One of the most interesting places I visited was an "Alternative Space" called W139. Its a large warehouse-like room, with incredibly tall ceilings and plenty of bare walls; a space devoted to the production and presentation of Contemporary Art since 1979. On an annual basis, this alternative spaces hold 8-9 exhibitions each year, always opening on Friday nights at 9pm. or in truth, whatever the artists and directors will. The space is open for all forms of interpretation and all art forms to participate.
The in-process exhibition Doktor Faustus (February 1 - April 2 [opening night]) was large murals by various artists based on the novel of the same name, "Doktor Faustus" by Thomas Mann. This rather complex book, written in 1947, encapsulates the Life of the German Composer Adrian Leverkühn as told from a friend. It is, in essence, a retelling of the classic German tale of Faust (Faustus), a man who makes a deal with the devil for his soul in exchange for knowledge.
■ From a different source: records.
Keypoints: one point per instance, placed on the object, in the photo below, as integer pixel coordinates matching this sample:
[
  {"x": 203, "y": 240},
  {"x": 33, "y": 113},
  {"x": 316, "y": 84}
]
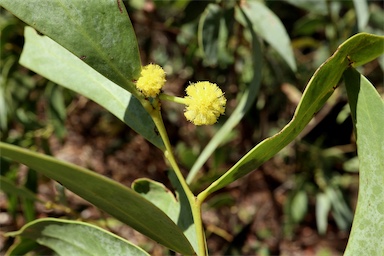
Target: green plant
[{"x": 90, "y": 62}]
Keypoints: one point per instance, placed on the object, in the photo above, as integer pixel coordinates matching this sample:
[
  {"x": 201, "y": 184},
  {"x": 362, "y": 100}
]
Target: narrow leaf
[
  {"x": 362, "y": 13},
  {"x": 246, "y": 101},
  {"x": 357, "y": 50},
  {"x": 208, "y": 32},
  {"x": 9, "y": 187},
  {"x": 119, "y": 201},
  {"x": 45, "y": 57},
  {"x": 100, "y": 34},
  {"x": 178, "y": 209},
  {"x": 67, "y": 237},
  {"x": 367, "y": 108},
  {"x": 267, "y": 25}
]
"The hero of the novel, Leverkühn, is an usually prideful, distant and gifted individual, far too clever for the arts, but who nonetheless fulfills a creative urge and with this, requires unrestraint which, in the idealized framework of the book, can be delivered only by evil. From a more political perspective, his demise mirrors the intoxication of the people by Fascism"
- Thomas Mann (in a letter to Albert Oppenheimer)
In truth, one could call the entire gallery a singular work of art; a giant floor to ceiling collaboration of artists "who transcend the obligatory reference to a shared theme and the endeavor to vanquish the wondrous fear of illustration that has held the visual arts captive for over a century". Being an Illustrator, naturally I slightly scoffed at this final remark, by curator Gijs Frieling. However, the works were quite powerful, intriguing and the overall impression of these tall, imposing walls was such that I could think of nothing but to give my full admiration to the works.
(promotional poster for Alternative Space)
- Axel Linderholm
- Charlotte Schleiffert
- Dick Tuinder
- Gijs Assmann
- Gijs Freiling
- Joris Lindhout
- Menso Groeneveld
- Natasja Kensmil
- Paul Klemann
The exhibition and works were so interesting, that I will be ordering an english translation of the book to read.